To get around this issue, the next best option is to measure “interval cancers”. Interval cancers are those cancers that arise between mammograms, and are usually identified by physical symptoms. In theory, these interval cancers represent cancers missed by mammography. Reducing interval cancers are therefore seen as the ultimate test of whether a new screening test significantly improves on standard of practice. However, neither of the trials report on interval cancer rates. That is because women must be tracked for at least two years to accurately identify all interval cancers.
The MASAI trial estimates that this will be completed in the summer of 2025, and a third paper will be prepared.
With that setting, here are the results of the two trials.
First and most significantly, both the PRAIM and MASAI trials observed significantly higher rates of cancer detection using AI.
In PRAIM, the AI arm had a cancer detection rate of 6.7 per 1,000 cases, compared to 5.7 in the control arm. In MASAI, the AI arm had a cancer detection rate of 6.4 per 1000 cases, compared to 5.0 in the control arm. As noted above, these are true cancer cases diagnostically verified by pathologists.
These may sound like small increases, but given that most women are screened as negative, the percentage change is actually quite large. For example, in the MASAI trial, this translates to a 29% increase in cancer detection. Extrapolate that to an entire national screening program like Sweden’s, where over 1 million women are screened each year, and we are talking thousands of additional women that have breast cancer and would likely to be missed without AI. That’s huge.

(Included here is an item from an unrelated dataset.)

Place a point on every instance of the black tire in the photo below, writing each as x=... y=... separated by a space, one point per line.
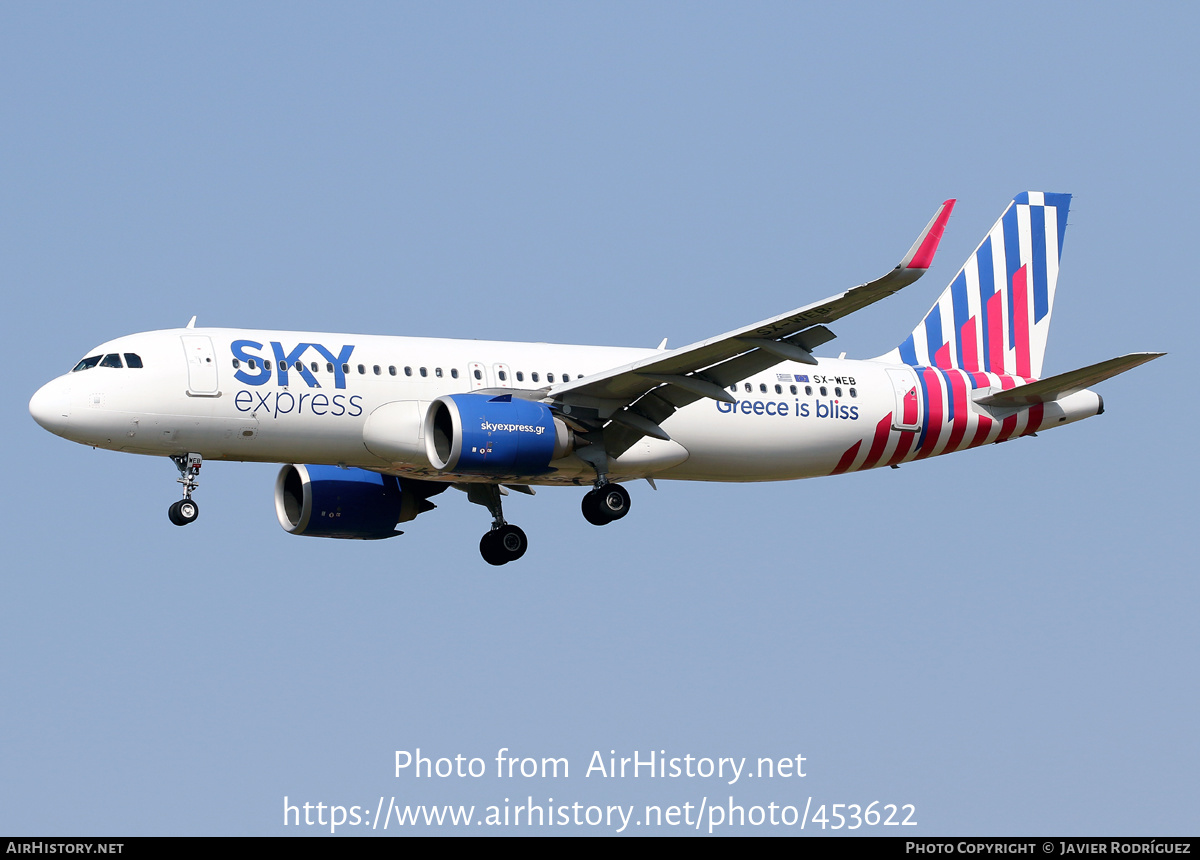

The one caveat is that in both trials, the AI arms detected more pre-cancerous DCIS cases than the control arms. There are some real subtleties here though. As the study authors of MASAI write:
“Roughly half of the extra detected ductal carcinoma in situ were of nuclear grade III, which is considered clinically relevant early detection as the biological profile is more aggressive with a high likelihood of becoming invasive. Still, the other half were of intermediate risk and could therefore potentially add to overdiagnosis, but the numbers are small (nine more detected ductal carcinoma in situ grade II).”
Overall, both PRAIM and MASAI also hold up on recall rates.
At one extreme, you could simply increase your recall rate in the hopes of detecting more cancer cases, but this would result in many more women undergoing unnecessary diagnostic procedures. In PRAIM, the recall rate in the AI arm was 37.4 per 1,000 cases, and actually lower than the 38.3 per 1,000 cases observed in the control arm. In MASAI, the recall rate was slightly higher in the AI arm compared to the control arm, but was not statistically significant.
Both trials also point to significant efficiencies in using AI. The PRAIM trial did not directly compare workloads in the two arms, but estimates that the AI arm resulted in a 56.7% reduction in screen-reading workload. MASAI more directly measured the two arms, and reported a 44.2% reduction in the screen-reading workload.
The big takeaway is that in both trials, the AI intervention was able to detect more cancers, without a significant increase in unnecessary diagnostic procedures, and radiologists were able complete their work in significantly less time.